Bir yere gidemiyor ki. Büyük lüks oldu sanatın her dalı. İnsan karnı doyunca ruhunu doyurmak ister, haliyle. Şimdi eve ekmek götürmeyi düşünürken oyun izlemeyi, konsere gitmeyi düşünemiyor. Haklı.

Küçücük çocuklar sokak röportajlarında ne kadar mutsuz olduklarını anlatıyor, sokaktaki dayılar da cep telefonlarını göstermelerini istiyorlar onlardan. Bu zırcahil mantıkla  kötülük arasında sıkıştık kaldık.

- Öğrencilerinize ne söylüyorsunuz ya da nasıl öğütler veriyorsunuz sanat, ülke ve gelecek adına?

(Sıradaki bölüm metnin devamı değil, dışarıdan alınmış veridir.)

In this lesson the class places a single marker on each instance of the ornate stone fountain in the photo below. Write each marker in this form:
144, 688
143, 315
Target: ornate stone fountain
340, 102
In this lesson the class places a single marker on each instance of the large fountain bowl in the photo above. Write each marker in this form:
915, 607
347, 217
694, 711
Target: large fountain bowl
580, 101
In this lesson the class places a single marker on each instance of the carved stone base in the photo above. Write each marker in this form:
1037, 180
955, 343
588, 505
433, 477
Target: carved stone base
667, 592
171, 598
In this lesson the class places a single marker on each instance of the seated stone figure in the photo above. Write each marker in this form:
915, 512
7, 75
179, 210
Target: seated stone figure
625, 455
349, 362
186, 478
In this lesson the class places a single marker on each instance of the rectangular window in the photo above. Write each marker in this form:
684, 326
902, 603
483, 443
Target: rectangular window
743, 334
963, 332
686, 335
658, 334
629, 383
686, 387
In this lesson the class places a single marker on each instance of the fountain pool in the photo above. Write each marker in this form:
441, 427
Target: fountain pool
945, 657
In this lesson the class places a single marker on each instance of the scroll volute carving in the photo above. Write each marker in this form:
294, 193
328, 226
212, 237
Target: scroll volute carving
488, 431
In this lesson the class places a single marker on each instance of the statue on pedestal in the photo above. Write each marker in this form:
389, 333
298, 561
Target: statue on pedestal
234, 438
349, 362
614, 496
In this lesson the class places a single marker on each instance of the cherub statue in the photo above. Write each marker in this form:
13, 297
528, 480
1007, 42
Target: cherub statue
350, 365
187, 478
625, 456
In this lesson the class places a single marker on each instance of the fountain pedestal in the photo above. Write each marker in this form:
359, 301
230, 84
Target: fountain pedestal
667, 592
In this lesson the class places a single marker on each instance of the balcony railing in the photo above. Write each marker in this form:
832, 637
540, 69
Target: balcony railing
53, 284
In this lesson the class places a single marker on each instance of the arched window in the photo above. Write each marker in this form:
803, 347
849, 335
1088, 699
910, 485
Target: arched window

Ben onlardan öğüt alıyorum. Hiç sevmem öğüt vermeyi. Bilen insan, davranır. Davranışı öğüt olur karşısındakine. O da, karşısındakinin ihtiyacı varsa ve görebiliyorsa tabii. Ben öğrencilerime bayılıyorum. Onlara öğrettiklerimden çok daha fazlasını öğreniyorum onlardan ve hep zinde kalmaya çalışıyorum karşılarında. Onlar sayesinde durmadan çalışmaya devam ediyorum. Bahanem oluyorlar.

Ülke ve gelecek adına öğrencim olmayan gençlerden de çok umutluyum. Hiçbir şeyin somut bir şeye dayandırılmadan yutturulamayacağı bir kuşak yetişiyor. Onlar her şeyi okuyacak, araştıracak ve bu incelikli yaşam biçiminin sonucunda kendi fikirlerine sahip çıkacaklar, biliyorum.